Everyone knows of Heath Robinson's crazy inventions. They have never appealed to me. I don't know why. So it came as something of a shock a few years ago to be introduced to his early work. I was reading Nicolas McDowell's piece about where he takes his inspiration from in designing and producing books in the Bibliography of The Old Stile Press in the Twentieth Century. In this essay Nicolas reproduces, on a large full page, this illustration above which the half-title to Act IV of A Midsummer Night's Dream (Constable, London, 1913) and speaks of how, even as a small child, he was held entranced by its pure black and white. I was equally entranced and began to discover that as a proponent of black and white illustration Heath Robinson was a master, every bit as good as Beardsley or any of the other Nineties illustrators, if not better. The Midsummer Night's Dream illustration in particular I think is a masterpiece of exact balance and simplicity and the creation of drama through shape. I have been able, since then, to look through the signed, limited edition of this title that Constable released at the same time and it is simply a beautiful book with illustrations that almost spill ink off the pages.

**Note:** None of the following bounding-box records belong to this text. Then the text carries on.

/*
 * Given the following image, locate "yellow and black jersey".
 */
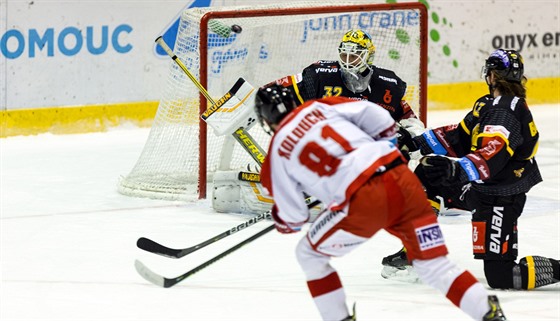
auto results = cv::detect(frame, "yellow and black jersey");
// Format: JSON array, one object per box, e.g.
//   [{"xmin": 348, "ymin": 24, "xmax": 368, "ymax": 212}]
[
  {"xmin": 273, "ymin": 60, "xmax": 416, "ymax": 121},
  {"xmin": 415, "ymin": 95, "xmax": 542, "ymax": 195}
]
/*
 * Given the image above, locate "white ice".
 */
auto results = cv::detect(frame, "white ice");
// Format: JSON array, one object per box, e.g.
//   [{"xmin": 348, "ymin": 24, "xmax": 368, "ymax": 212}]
[{"xmin": 0, "ymin": 105, "xmax": 560, "ymax": 321}]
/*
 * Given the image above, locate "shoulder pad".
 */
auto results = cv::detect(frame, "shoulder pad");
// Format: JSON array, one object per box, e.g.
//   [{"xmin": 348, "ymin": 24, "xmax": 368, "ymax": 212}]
[{"xmin": 372, "ymin": 66, "xmax": 402, "ymax": 82}]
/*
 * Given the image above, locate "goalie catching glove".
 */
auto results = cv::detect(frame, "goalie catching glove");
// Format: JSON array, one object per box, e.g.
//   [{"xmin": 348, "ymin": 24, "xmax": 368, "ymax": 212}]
[
  {"xmin": 420, "ymin": 156, "xmax": 469, "ymax": 186},
  {"xmin": 397, "ymin": 127, "xmax": 419, "ymax": 160},
  {"xmin": 271, "ymin": 205, "xmax": 305, "ymax": 234}
]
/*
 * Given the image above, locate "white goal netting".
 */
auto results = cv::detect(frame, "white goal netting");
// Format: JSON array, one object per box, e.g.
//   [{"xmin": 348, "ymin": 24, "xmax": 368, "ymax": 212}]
[{"xmin": 118, "ymin": 0, "xmax": 426, "ymax": 200}]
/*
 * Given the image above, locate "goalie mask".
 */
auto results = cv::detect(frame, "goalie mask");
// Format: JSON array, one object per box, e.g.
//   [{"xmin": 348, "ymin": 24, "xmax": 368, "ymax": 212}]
[
  {"xmin": 482, "ymin": 49, "xmax": 523, "ymax": 83},
  {"xmin": 338, "ymin": 29, "xmax": 375, "ymax": 93},
  {"xmin": 255, "ymin": 85, "xmax": 296, "ymax": 135}
]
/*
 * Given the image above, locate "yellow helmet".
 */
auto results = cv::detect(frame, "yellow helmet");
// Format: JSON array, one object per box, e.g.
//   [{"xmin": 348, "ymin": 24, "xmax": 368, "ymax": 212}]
[{"xmin": 338, "ymin": 29, "xmax": 375, "ymax": 72}]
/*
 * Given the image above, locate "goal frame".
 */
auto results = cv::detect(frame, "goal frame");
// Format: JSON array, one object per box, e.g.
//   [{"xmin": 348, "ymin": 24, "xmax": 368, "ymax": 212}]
[{"xmin": 198, "ymin": 2, "xmax": 428, "ymax": 199}]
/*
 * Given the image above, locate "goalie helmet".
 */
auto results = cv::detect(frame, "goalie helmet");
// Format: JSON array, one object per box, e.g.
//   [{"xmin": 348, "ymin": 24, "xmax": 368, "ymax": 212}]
[
  {"xmin": 482, "ymin": 49, "xmax": 523, "ymax": 83},
  {"xmin": 338, "ymin": 29, "xmax": 375, "ymax": 73},
  {"xmin": 338, "ymin": 29, "xmax": 375, "ymax": 93},
  {"xmin": 255, "ymin": 84, "xmax": 296, "ymax": 134}
]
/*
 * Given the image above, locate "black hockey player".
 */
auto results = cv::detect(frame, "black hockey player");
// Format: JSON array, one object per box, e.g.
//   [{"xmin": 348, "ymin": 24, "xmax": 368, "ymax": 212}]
[
  {"xmin": 383, "ymin": 49, "xmax": 560, "ymax": 289},
  {"xmin": 269, "ymin": 29, "xmax": 424, "ymax": 133}
]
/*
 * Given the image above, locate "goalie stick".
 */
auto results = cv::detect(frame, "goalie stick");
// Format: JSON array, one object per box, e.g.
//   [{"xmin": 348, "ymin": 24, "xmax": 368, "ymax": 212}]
[
  {"xmin": 134, "ymin": 200, "xmax": 320, "ymax": 288},
  {"xmin": 156, "ymin": 36, "xmax": 266, "ymax": 165}
]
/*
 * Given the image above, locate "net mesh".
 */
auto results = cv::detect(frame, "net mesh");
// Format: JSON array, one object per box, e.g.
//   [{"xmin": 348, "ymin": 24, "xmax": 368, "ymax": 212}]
[{"xmin": 118, "ymin": 1, "xmax": 425, "ymax": 199}]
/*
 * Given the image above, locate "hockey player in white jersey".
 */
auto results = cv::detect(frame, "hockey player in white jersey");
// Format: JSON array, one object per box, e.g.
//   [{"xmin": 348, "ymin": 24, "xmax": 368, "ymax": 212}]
[{"xmin": 255, "ymin": 85, "xmax": 506, "ymax": 321}]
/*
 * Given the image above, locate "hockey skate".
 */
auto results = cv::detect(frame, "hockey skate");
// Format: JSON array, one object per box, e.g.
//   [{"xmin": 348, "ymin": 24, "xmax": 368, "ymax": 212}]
[
  {"xmin": 381, "ymin": 247, "xmax": 420, "ymax": 283},
  {"xmin": 482, "ymin": 295, "xmax": 507, "ymax": 321}
]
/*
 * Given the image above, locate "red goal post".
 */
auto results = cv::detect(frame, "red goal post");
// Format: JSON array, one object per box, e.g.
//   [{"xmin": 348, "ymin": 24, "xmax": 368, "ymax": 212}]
[{"xmin": 119, "ymin": 0, "xmax": 428, "ymax": 200}]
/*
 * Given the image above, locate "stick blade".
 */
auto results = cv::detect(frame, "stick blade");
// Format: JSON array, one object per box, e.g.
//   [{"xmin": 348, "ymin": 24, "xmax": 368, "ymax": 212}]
[
  {"xmin": 136, "ymin": 237, "xmax": 182, "ymax": 259},
  {"xmin": 134, "ymin": 260, "xmax": 166, "ymax": 288}
]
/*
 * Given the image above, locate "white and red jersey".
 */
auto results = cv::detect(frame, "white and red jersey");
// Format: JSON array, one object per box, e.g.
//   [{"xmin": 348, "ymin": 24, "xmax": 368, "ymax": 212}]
[{"xmin": 261, "ymin": 97, "xmax": 402, "ymax": 224}]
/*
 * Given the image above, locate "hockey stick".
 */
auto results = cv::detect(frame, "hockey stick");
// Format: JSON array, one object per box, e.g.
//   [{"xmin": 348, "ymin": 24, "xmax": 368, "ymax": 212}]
[
  {"xmin": 136, "ymin": 211, "xmax": 270, "ymax": 259},
  {"xmin": 134, "ymin": 200, "xmax": 320, "ymax": 288},
  {"xmin": 134, "ymin": 224, "xmax": 274, "ymax": 288},
  {"xmin": 156, "ymin": 36, "xmax": 265, "ymax": 165},
  {"xmin": 136, "ymin": 198, "xmax": 320, "ymax": 259}
]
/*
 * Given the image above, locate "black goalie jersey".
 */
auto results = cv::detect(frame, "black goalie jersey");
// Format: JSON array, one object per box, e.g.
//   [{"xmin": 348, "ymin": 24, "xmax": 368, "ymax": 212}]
[{"xmin": 275, "ymin": 60, "xmax": 416, "ymax": 121}]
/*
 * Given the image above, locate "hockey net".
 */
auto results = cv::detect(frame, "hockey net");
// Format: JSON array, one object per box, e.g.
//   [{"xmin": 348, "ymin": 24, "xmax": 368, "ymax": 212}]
[{"xmin": 118, "ymin": 0, "xmax": 427, "ymax": 200}]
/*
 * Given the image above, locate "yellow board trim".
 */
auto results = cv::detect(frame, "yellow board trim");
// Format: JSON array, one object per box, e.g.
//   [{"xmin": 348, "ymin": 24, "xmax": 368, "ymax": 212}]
[
  {"xmin": 0, "ymin": 101, "xmax": 158, "ymax": 138},
  {"xmin": 0, "ymin": 77, "xmax": 560, "ymax": 137}
]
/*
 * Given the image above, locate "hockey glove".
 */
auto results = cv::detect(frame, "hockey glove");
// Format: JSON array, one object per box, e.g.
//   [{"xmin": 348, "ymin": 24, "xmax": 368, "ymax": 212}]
[
  {"xmin": 271, "ymin": 204, "xmax": 303, "ymax": 234},
  {"xmin": 397, "ymin": 127, "xmax": 418, "ymax": 160},
  {"xmin": 420, "ymin": 156, "xmax": 466, "ymax": 186}
]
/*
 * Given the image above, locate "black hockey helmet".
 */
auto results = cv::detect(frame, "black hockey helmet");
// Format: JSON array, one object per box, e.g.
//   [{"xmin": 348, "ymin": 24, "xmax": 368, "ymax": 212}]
[
  {"xmin": 482, "ymin": 49, "xmax": 523, "ymax": 83},
  {"xmin": 255, "ymin": 84, "xmax": 296, "ymax": 133}
]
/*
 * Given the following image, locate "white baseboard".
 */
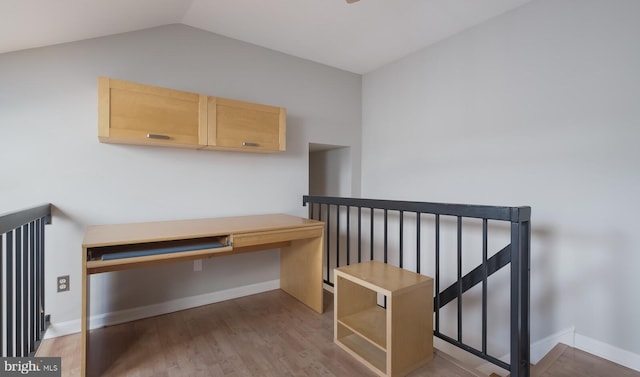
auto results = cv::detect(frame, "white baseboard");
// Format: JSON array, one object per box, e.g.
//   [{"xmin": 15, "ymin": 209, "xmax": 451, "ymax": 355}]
[
  {"xmin": 573, "ymin": 334, "xmax": 640, "ymax": 372},
  {"xmin": 529, "ymin": 326, "xmax": 576, "ymax": 364},
  {"xmin": 477, "ymin": 327, "xmax": 640, "ymax": 375},
  {"xmin": 44, "ymin": 279, "xmax": 280, "ymax": 339}
]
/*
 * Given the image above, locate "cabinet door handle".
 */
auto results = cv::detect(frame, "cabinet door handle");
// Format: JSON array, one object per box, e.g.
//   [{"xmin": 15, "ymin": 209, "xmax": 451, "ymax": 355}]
[{"xmin": 147, "ymin": 134, "xmax": 171, "ymax": 140}]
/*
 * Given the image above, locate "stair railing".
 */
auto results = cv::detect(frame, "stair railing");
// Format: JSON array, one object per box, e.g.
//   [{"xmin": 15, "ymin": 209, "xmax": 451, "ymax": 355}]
[
  {"xmin": 303, "ymin": 196, "xmax": 531, "ymax": 377},
  {"xmin": 0, "ymin": 204, "xmax": 51, "ymax": 357}
]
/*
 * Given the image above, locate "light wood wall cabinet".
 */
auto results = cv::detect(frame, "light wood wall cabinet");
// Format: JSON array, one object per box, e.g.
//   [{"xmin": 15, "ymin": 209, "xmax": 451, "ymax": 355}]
[
  {"xmin": 98, "ymin": 77, "xmax": 286, "ymax": 152},
  {"xmin": 98, "ymin": 77, "xmax": 207, "ymax": 148},
  {"xmin": 207, "ymin": 97, "xmax": 287, "ymax": 152},
  {"xmin": 334, "ymin": 261, "xmax": 433, "ymax": 377}
]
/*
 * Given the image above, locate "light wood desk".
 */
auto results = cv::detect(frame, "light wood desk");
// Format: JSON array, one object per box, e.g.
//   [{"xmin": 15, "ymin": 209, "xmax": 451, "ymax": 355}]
[{"xmin": 81, "ymin": 214, "xmax": 324, "ymax": 376}]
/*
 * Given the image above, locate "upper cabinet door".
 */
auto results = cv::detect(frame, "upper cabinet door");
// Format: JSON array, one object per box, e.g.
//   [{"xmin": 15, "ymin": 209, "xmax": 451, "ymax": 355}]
[
  {"xmin": 207, "ymin": 97, "xmax": 287, "ymax": 152},
  {"xmin": 98, "ymin": 77, "xmax": 207, "ymax": 148}
]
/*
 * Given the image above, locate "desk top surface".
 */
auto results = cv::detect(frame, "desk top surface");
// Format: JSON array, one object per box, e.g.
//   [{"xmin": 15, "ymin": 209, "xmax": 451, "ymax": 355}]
[{"xmin": 82, "ymin": 214, "xmax": 323, "ymax": 248}]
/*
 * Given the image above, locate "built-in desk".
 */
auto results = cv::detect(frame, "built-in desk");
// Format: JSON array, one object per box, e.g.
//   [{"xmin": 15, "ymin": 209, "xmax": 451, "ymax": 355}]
[{"xmin": 81, "ymin": 214, "xmax": 324, "ymax": 376}]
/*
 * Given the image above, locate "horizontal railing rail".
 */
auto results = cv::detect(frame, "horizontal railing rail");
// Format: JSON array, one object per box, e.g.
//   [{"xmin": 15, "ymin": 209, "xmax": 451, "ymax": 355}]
[
  {"xmin": 303, "ymin": 196, "xmax": 531, "ymax": 377},
  {"xmin": 0, "ymin": 204, "xmax": 51, "ymax": 357}
]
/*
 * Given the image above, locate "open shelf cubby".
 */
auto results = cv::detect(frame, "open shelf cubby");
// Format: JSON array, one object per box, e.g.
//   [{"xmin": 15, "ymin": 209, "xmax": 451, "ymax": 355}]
[{"xmin": 334, "ymin": 261, "xmax": 433, "ymax": 377}]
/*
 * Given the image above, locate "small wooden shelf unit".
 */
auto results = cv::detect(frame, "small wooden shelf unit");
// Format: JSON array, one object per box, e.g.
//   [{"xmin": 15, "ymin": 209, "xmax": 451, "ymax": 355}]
[{"xmin": 334, "ymin": 261, "xmax": 433, "ymax": 377}]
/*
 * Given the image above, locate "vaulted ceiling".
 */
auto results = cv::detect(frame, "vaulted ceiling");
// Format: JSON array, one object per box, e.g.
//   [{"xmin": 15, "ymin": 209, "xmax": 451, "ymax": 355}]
[{"xmin": 0, "ymin": 0, "xmax": 531, "ymax": 73}]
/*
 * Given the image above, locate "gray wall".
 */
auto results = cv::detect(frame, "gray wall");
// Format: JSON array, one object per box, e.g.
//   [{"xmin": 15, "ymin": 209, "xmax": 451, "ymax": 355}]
[
  {"xmin": 362, "ymin": 0, "xmax": 640, "ymax": 358},
  {"xmin": 0, "ymin": 25, "xmax": 361, "ymax": 330}
]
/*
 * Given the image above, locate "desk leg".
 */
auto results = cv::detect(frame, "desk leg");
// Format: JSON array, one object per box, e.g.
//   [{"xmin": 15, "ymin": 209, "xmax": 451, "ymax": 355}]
[
  {"xmin": 280, "ymin": 237, "xmax": 324, "ymax": 313},
  {"xmin": 80, "ymin": 250, "xmax": 91, "ymax": 377}
]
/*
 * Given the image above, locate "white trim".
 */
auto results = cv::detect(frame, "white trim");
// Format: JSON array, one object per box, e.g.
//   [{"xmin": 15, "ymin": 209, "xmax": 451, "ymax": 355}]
[
  {"xmin": 478, "ymin": 327, "xmax": 640, "ymax": 374},
  {"xmin": 574, "ymin": 334, "xmax": 640, "ymax": 371},
  {"xmin": 44, "ymin": 279, "xmax": 280, "ymax": 339},
  {"xmin": 529, "ymin": 326, "xmax": 576, "ymax": 364},
  {"xmin": 477, "ymin": 326, "xmax": 576, "ymax": 376}
]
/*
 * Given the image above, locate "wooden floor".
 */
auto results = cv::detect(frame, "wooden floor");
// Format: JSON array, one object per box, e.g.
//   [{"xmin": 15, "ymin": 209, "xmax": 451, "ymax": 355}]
[{"xmin": 38, "ymin": 290, "xmax": 640, "ymax": 377}]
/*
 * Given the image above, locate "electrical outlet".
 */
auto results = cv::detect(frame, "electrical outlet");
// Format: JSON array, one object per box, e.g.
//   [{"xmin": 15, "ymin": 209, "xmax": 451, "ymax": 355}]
[{"xmin": 58, "ymin": 275, "xmax": 70, "ymax": 292}]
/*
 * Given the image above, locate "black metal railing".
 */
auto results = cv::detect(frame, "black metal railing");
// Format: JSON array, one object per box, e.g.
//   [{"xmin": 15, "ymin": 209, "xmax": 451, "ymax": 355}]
[
  {"xmin": 303, "ymin": 196, "xmax": 531, "ymax": 377},
  {"xmin": 0, "ymin": 204, "xmax": 51, "ymax": 357}
]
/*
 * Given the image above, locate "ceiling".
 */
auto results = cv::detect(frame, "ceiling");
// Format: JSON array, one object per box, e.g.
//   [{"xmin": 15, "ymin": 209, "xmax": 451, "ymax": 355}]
[{"xmin": 0, "ymin": 0, "xmax": 531, "ymax": 74}]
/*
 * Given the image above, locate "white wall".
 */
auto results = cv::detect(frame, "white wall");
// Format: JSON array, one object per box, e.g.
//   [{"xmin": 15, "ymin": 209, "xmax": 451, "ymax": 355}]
[
  {"xmin": 0, "ymin": 25, "xmax": 361, "ymax": 326},
  {"xmin": 362, "ymin": 0, "xmax": 640, "ymax": 354}
]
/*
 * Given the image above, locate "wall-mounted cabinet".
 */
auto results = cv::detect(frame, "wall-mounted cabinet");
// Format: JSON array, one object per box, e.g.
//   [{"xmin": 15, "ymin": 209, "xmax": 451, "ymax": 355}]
[
  {"xmin": 98, "ymin": 77, "xmax": 286, "ymax": 152},
  {"xmin": 98, "ymin": 77, "xmax": 207, "ymax": 148},
  {"xmin": 207, "ymin": 97, "xmax": 287, "ymax": 152}
]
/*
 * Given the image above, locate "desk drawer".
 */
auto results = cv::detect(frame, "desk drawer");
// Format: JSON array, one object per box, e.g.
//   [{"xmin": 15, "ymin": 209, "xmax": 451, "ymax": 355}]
[{"xmin": 232, "ymin": 225, "xmax": 323, "ymax": 248}]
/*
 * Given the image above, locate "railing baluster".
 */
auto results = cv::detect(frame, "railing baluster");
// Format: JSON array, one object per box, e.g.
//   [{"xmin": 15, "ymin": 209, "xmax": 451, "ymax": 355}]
[
  {"xmin": 358, "ymin": 207, "xmax": 362, "ymax": 263},
  {"xmin": 36, "ymin": 219, "xmax": 45, "ymax": 341},
  {"xmin": 383, "ymin": 208, "xmax": 389, "ymax": 263},
  {"xmin": 336, "ymin": 204, "xmax": 340, "ymax": 267},
  {"xmin": 416, "ymin": 212, "xmax": 421, "ymax": 273},
  {"xmin": 482, "ymin": 219, "xmax": 489, "ymax": 353},
  {"xmin": 399, "ymin": 211, "xmax": 404, "ymax": 268},
  {"xmin": 5, "ymin": 230, "xmax": 14, "ymax": 357},
  {"xmin": 0, "ymin": 233, "xmax": 7, "ymax": 355},
  {"xmin": 369, "ymin": 208, "xmax": 376, "ymax": 260},
  {"xmin": 22, "ymin": 224, "xmax": 32, "ymax": 357},
  {"xmin": 325, "ymin": 204, "xmax": 333, "ymax": 281},
  {"xmin": 14, "ymin": 228, "xmax": 23, "ymax": 357},
  {"xmin": 458, "ymin": 216, "xmax": 462, "ymax": 342},
  {"xmin": 435, "ymin": 215, "xmax": 441, "ymax": 333},
  {"xmin": 29, "ymin": 221, "xmax": 38, "ymax": 350},
  {"xmin": 346, "ymin": 206, "xmax": 351, "ymax": 265},
  {"xmin": 303, "ymin": 196, "xmax": 531, "ymax": 377}
]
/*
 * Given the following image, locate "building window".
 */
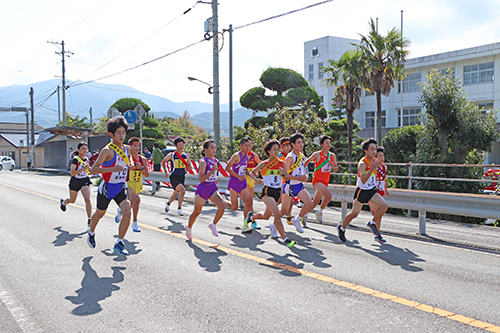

I was intrigued therefore recently to review the illustrations Robinson did for Kingsley's The Water Babies, also for Constable and only a year later. Among them I found this image below, strangely redolent of the Act IV title. Personally I think the earlier one remains the better image but it was interesting to find this as a comparison.
I'll be posting some more of the illustrations from The Water Babies in due course.